Key-Point: Recognition of the wide range of diseases that can cause HCM
Dr. Nuno Cardim: As expected, the guidelines are now on-line with the ESC classification of Cardiomyopathies of 2007, enhancing a comprehensive clinical approach the “unexplained LV hypertrophy (LVH) phenotype”. Accordingly, HCM is not a single disease, but a disease with many faces – a number of genetic and non genetic diseases that share a common cardiac phenotype, LVH. So, the diagnosis of HCM is the beginning of an investigation story seeking for the disease that causes LVH.
Key-Point: Genetics, genetic testing and genotype-phenotype correlations
Dr. Nuno Cardim: The guidelines provide clear rules to the request and interpretation of genetic tests. Specifically, genetic tests should be performed in certified diagnostic laboratories with expertise in the interpretation of cardiomyopathy-related mutations in four situations:
1) all individuals fulfilling diagnostic criteria of clinical HCM to allow genetic cascade of relatives for sarcomeric HCM;
2) individuals with clinical suspicion of specific diseases causing the HCM phenotype (phenocopies);
3) individuals in whom, after clinical and imaging assessment performed by experts in this disease, the diagnosis of HCM remains doubtful/unclear/borderline (for instance, in athletes in the gray zone);
4) in deceased patients with pathologically confirmed HCM (post- mortem genetic analysis), to enable genetic cascade of relatives.
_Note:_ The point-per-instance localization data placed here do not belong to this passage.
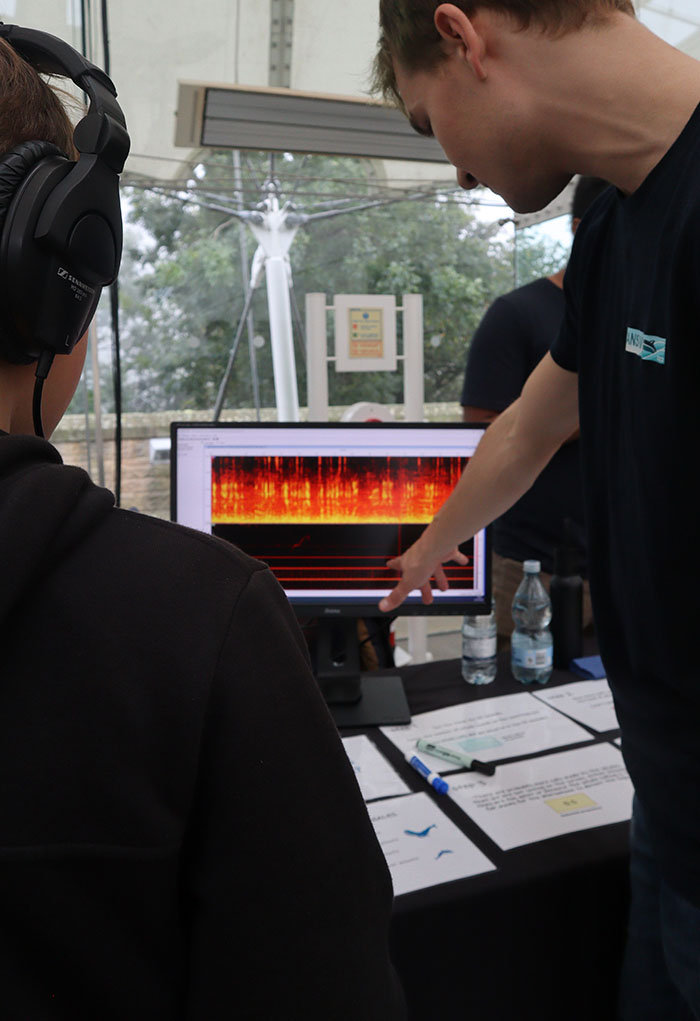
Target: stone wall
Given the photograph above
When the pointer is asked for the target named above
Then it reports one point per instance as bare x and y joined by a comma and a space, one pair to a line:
146, 485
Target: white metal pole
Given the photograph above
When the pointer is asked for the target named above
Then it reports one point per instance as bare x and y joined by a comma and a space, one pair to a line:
413, 385
316, 358
284, 366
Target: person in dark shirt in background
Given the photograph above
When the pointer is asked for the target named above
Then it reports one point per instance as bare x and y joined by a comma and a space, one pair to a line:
514, 334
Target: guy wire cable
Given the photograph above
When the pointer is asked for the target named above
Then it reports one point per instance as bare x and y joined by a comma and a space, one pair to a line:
114, 305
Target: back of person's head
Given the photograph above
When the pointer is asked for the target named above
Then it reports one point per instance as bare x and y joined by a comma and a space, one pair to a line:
409, 37
586, 192
30, 109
The role of expert counseling before and after genetic analysis, as well as genetic counseling are also strongly emphasized, enhancing the close cooperative work between genetic and cardiology in HCM.
Key-Point: Genotype-phenotype correlations in HCM
Dr. Nuno Cardim: In general, patients with a positive test for sarcomere protein mutation a) present earlier in life b) report a higher prevalence of family history of HCM and of sudden cardiac death c) tend to have more severe hypertrophy, d) more severe microvascular dysfunction and e) more myocardial fibrosis. Multiple sarcomeric protein mutations are present in up to 5% of individuals and tend to present earlier with a more severe phenotype.
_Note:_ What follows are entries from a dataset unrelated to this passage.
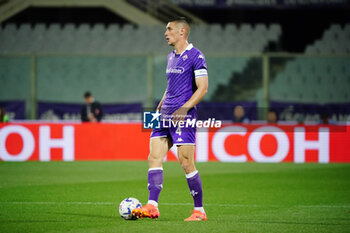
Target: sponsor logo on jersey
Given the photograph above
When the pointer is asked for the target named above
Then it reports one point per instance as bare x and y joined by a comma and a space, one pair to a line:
175, 70
151, 120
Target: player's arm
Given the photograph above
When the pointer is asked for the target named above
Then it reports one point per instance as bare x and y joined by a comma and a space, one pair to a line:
161, 102
202, 88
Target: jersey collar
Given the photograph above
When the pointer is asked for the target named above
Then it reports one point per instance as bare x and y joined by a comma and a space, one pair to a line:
189, 47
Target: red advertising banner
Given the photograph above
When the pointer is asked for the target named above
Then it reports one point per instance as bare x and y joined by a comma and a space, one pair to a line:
119, 141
However, correlations between specific mutations and specific phenotypes and outcomes are still under research and still not recommended (though previous studies have suggested that some specific sarcomeric protein mutations are associated with a poorer prognosis than others, these observations are based on small numbers of affected individuals, are sometimes inconsistent between studies, and are limited by the rarity of individual mutations).
Key-Point: Approach to the major clinical profiles of the disease: sudden cardiac death (SCD), heart failure (HF) and atrial fibrillation (AF)/stroke
PREVENTION OF SCD
Dr. Nuno Cardim: One of the most important innovations in this guideline is the new “on-line” risk calculator (HCMRisk-SCD) that uses eight clinical measures to estimate the 5-year risk of SCD. This estimate is then used to stratify patients into high-, intermediate-, and low-risk categories that can be used to guide the use of ICDs in a more rational way taking into account their clinical efficacy versus the potential risks, complications and costs of these devices.
MANAGEMENT OF HF
Dr. Nuno Cardim: Treatment of heart failure in patients with HCM is challenging and depends, among other vectors on diastolic dysfunction, intraventricular obstruction and systolic dysfunction. All these issues are addressed in these guidelines.
Dr. Nuno Cardim: Important considerations are provided on this topic, specifically on the low threshold (not to be based on the CHADS-VASc score) to initiate oral anticoagulation (first line with vitamin K antagonists, new oral anticoagulants only when VKA fail to maintain adequate anticoagulation, produce side effects or when INR monitoring is not possible).
Key-Point: New sections included in the guidelines
Dr. Nuno Cardim: The guidelines provide, for the first time detailed and tailored advice to the assessment and management of :
a) women with HCM (guidance on pre-pregnancy assessment, the management of labour and detailed recommendations for contraception, sterilization, and termination).
b) children with HCM (advice on key sections on diagnosis and treatment in children).
c) practical everyday issues that affect the lives of patients with HCM, from sexual activity to travel and life insurances, from vaccination to driving and occupation eligibility.
This article was published on December 2, 2014.